Because I was all ears, I retreated to the bedroom, got a clean sundress from the closet, then showered, half expecting Tucker to be gone when I was finished.

Instead, he'd finished his phone call, set the fast-food breakfast out on plates and poured us each a cup of coffee. Dave was crunching away on his kibble, but it was the Glock that drew my attention.

Tucker had confiscated it the night before, but now it was sitting in the middle of the table, where a normal person might have kept salt and pepper shakers. I looked at it, looked away, remembering I was scheduled for a nine-o'clock shooting lesson with Max Summervale. I was sure Beverly Pennington would want to cancel our meeting at two that afternoon, given that her son had been shot to death the night before, but I meant to call her anyway, if only to leave a message of condolence with some visiting relative or a member of her staff. She'd been peeved when I hadn't gotten in touch the day Alex's body was found, and while a dead son was different from a dead ex-husband, I wasn't going to make the same mistake twice.

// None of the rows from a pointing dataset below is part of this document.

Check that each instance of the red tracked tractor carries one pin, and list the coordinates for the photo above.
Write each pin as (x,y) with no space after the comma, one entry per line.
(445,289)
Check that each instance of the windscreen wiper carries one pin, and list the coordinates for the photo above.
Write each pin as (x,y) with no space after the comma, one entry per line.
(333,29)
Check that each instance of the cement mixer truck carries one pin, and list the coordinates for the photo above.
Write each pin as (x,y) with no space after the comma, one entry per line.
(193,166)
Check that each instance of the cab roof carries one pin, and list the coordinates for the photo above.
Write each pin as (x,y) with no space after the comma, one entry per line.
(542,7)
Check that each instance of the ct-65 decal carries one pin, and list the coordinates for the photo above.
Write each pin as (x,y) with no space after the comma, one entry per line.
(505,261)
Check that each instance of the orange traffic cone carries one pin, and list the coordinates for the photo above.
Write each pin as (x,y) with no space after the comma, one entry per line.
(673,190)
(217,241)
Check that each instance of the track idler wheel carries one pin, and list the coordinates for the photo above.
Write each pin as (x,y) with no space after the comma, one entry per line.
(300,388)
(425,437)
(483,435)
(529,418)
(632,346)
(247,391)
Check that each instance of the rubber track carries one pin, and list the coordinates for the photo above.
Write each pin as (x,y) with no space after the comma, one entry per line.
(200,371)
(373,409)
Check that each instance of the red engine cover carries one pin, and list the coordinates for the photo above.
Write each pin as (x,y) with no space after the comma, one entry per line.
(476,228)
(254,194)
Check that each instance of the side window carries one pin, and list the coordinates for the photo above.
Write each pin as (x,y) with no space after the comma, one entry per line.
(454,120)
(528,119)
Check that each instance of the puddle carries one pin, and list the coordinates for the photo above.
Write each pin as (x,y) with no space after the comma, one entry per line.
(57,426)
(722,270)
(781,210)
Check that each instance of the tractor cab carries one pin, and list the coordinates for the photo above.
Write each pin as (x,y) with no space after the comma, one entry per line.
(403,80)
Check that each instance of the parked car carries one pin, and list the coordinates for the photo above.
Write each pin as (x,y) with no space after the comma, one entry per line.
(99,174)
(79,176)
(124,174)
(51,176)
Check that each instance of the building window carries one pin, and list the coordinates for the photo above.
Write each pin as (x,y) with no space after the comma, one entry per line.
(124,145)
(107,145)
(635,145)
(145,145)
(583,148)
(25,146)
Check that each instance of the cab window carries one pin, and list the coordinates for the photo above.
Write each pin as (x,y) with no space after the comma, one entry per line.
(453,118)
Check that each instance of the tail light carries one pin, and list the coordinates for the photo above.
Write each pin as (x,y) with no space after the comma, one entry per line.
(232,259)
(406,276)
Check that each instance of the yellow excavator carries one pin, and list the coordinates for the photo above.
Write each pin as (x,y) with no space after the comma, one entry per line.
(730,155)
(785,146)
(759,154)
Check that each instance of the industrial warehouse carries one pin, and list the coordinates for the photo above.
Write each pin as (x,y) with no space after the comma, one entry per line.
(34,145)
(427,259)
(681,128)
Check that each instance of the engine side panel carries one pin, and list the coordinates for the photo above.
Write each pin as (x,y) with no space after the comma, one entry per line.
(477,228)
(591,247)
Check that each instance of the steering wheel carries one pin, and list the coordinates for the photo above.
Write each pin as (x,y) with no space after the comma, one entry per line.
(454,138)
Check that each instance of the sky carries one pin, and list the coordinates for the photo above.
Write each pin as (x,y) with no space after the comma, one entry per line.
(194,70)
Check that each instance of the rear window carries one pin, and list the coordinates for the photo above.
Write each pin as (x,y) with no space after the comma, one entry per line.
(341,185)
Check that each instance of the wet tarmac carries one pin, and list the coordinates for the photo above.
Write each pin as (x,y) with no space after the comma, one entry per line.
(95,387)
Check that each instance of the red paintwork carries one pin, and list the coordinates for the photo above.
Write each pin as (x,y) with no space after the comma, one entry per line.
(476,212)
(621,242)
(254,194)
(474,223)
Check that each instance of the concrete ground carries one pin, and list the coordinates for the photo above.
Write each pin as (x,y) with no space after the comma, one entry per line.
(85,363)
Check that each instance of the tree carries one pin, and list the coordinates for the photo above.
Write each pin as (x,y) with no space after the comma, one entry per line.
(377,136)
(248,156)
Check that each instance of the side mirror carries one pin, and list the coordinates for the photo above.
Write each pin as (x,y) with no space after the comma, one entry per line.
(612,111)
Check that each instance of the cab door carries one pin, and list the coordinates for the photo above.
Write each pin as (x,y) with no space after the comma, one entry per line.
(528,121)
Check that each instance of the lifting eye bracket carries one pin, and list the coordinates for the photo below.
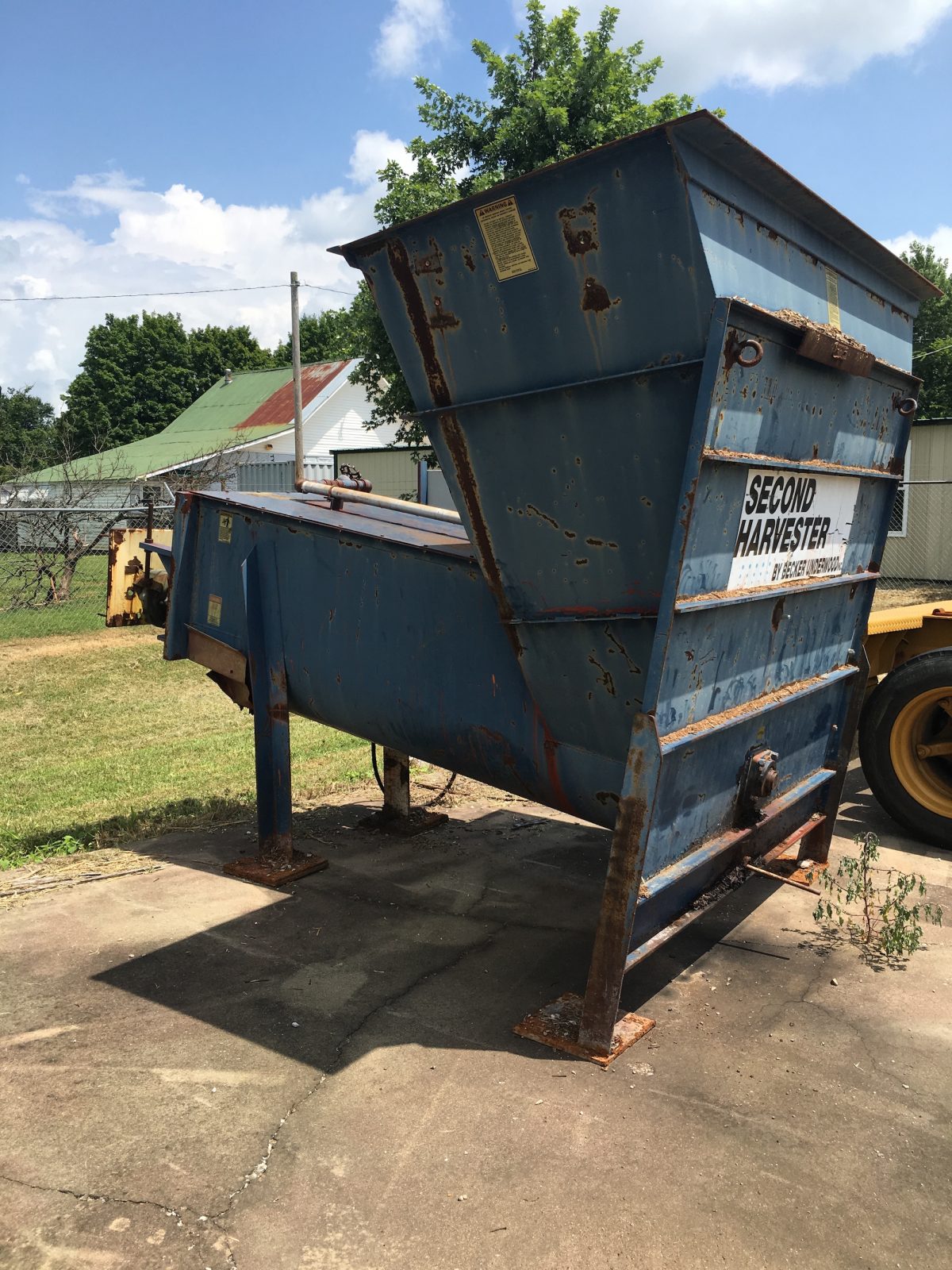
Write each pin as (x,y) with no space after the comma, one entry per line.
(758,784)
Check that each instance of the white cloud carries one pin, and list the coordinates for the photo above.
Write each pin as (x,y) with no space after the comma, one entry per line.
(372,150)
(410,29)
(107,235)
(770,44)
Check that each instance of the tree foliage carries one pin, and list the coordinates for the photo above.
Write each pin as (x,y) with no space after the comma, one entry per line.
(213,349)
(559,94)
(135,379)
(139,374)
(27,429)
(327,337)
(932,334)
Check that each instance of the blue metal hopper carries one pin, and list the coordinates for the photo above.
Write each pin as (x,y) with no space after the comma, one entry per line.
(670,389)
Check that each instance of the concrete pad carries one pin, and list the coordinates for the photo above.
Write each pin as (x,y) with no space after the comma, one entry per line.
(328,1077)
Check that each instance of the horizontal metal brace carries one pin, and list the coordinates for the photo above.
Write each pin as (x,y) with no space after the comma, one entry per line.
(806,465)
(708,855)
(558,387)
(780,696)
(389,505)
(608,615)
(723,598)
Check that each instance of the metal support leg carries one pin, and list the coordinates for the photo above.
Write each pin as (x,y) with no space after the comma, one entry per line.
(592,1028)
(397,816)
(816,845)
(397,784)
(277,861)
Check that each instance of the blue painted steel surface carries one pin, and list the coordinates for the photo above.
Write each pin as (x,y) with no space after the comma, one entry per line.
(579,639)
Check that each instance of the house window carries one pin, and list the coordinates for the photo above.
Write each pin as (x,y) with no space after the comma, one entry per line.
(899,516)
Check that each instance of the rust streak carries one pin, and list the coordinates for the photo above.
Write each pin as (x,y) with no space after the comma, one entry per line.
(278,410)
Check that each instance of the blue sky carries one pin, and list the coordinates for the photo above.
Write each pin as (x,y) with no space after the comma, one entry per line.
(162,146)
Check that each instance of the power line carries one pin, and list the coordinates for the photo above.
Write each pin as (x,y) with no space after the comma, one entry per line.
(931,352)
(148,295)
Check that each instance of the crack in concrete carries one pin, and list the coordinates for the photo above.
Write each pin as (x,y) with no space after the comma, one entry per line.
(387,1003)
(186,1218)
(107,1199)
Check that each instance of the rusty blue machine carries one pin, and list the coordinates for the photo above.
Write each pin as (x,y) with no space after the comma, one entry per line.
(670,391)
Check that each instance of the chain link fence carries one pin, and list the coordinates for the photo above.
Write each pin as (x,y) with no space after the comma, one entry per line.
(917,563)
(54,565)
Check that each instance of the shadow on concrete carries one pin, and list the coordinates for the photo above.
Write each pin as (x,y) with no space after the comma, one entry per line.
(443,940)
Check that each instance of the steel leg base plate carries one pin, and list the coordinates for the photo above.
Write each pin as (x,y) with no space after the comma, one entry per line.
(267,874)
(406,826)
(558,1026)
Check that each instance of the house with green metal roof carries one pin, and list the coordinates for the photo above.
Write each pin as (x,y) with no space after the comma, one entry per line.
(247,417)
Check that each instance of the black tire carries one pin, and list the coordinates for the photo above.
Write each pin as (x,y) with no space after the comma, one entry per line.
(892,702)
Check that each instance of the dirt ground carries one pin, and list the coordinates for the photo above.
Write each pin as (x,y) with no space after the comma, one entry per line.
(200,1072)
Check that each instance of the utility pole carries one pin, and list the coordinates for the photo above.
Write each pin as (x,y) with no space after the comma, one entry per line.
(298,404)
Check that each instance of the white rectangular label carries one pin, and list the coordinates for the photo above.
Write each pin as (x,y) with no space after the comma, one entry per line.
(793,526)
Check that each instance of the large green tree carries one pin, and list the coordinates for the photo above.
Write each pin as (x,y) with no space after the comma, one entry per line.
(135,379)
(559,94)
(139,374)
(27,431)
(932,334)
(213,349)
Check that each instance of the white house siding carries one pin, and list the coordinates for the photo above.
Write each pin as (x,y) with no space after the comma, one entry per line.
(924,552)
(336,425)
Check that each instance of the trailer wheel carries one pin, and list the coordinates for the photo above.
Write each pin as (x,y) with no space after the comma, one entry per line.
(905,746)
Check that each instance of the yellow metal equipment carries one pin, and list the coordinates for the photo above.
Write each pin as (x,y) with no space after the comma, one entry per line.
(905,729)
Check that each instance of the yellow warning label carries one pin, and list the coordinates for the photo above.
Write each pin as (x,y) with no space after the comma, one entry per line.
(505,239)
(831,298)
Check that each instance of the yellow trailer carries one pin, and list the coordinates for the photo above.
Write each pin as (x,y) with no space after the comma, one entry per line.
(905,729)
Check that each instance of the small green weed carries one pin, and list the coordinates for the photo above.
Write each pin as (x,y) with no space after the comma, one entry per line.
(885,916)
(17,855)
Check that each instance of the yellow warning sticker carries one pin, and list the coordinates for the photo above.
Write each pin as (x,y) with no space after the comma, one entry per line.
(507,241)
(831,298)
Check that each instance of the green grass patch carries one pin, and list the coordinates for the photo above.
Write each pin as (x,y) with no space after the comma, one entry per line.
(83,611)
(106,743)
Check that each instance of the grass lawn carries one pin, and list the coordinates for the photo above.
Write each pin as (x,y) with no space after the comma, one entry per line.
(83,611)
(105,742)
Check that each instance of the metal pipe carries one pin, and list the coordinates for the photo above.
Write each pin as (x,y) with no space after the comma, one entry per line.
(296,368)
(787,882)
(390,505)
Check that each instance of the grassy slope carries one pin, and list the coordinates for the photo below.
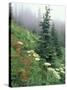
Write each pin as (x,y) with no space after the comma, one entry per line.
(21,73)
(29,41)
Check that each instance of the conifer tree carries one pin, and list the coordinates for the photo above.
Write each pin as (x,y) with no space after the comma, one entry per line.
(55,42)
(45,48)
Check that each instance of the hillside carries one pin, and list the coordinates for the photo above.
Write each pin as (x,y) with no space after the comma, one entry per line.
(25,62)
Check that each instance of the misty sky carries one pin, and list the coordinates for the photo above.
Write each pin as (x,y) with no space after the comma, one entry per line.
(57,12)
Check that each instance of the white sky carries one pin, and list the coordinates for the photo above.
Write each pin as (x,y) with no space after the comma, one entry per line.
(57,12)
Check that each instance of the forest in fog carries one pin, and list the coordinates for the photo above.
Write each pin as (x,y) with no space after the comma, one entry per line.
(37,44)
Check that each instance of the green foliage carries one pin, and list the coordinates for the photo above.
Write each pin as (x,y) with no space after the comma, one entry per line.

“Everything okay at home?” I asked. If I'd had the energy, I would have been proud of the moderation in my tone and manner.

“Allison's dad's having some kind of surgery tomorrow morning,” Tucker answered. “She has to fly back to Tulsa right away, and since she'll be at the hospital around the clock for a few days, she isn't taking the kids. Chelsea will watch them after school, until I get off work.”

I smoothed the skirt of my sundress primly, like somebody at a garden tea party, and sat down. Reached for my breakfast sandwich, one of those croissant things with enough trans fats in them to clog a mule's arteries, let alone those of an ordinary human being. “I've met Chelsea,” I remarked, because that was the first thing that came into my muddled head. I was actually thinking about Justin, wondering if he'd already zeroed in on Greer, and Tucker's mention of Allison's father's surgery didn't register immediately. In fact, a few moments passed before I even put Chelsea's name and image together. “She's Helen Erland's neighbor, and she used to sit with Gillian sometimes.”

Tucker nodded absently, munching on his sandwich. His body might have been sitting at my kitchen table, but his mind was obviously somewhere else.

My brain finally began to work.
Surgery,
it said.
Bad thing.

“I hope Allison's father will be all right,” I said.

Tucker's gaze connected with mine. “It's probably his heart,” he said. “There's been some talk about a bypass.”

“I'm sorry,” I said.

That's when Tucker surprised me. “I think it's time Daisy and Danny got to know you a little better,” he told me. “How about coming by the house for supper tonight? Around seven?”

“Allison's place?” I asked. I'd been on the property once, when Tucker and I took Russell to Allison's veterinary clinic for emergency care, but I hadn't gone inside the house.

A muscle ticked in Tucker's cheek, but the expression in his eyes, though bleak, indicated a clear conscience. “That's where they live,” he said.

“I don't know,” I murmured. “It's—well—kind of intrusive, isn't it?”

“They need to get used to the idea, Moje.”

“The idea of what?” I was edgy and because of that, I probably sounded abrupt.

“You,” Tucker said. “The divorce. That life changes, and that's okay.”

I wasn't the other woman—Tucker's divorce was final when I met him—but I felt guilty just the same, and it was a good bet that Allison had conditioned the twins to see me as the villain of the piece, the sole Reason Daddy Lived Somewhere Else.

Tears scalded my eyes.

Tucker reached across the table and took my chin in one hand. “No pressure, Moje,” he said hoarsely. “If you don't feel ready, I'll deal with it.”

My thoughts were still jumbled, but the gist of it was, I could go on orbiting the fringes of Tucker's life like some negligible planetoid or stray moon, fighting the pull of gravity, or I could be somebody real to Danny and Daisy—and to myself. In some ways, even though I'd worked hard to raise Mojo Sheepshanks from the wreckage of Mary Josephine Mayhugh's brief existence, I felt insubstantial, as invisible as Justin or Gillian or the dead greeter at Wal-Mart.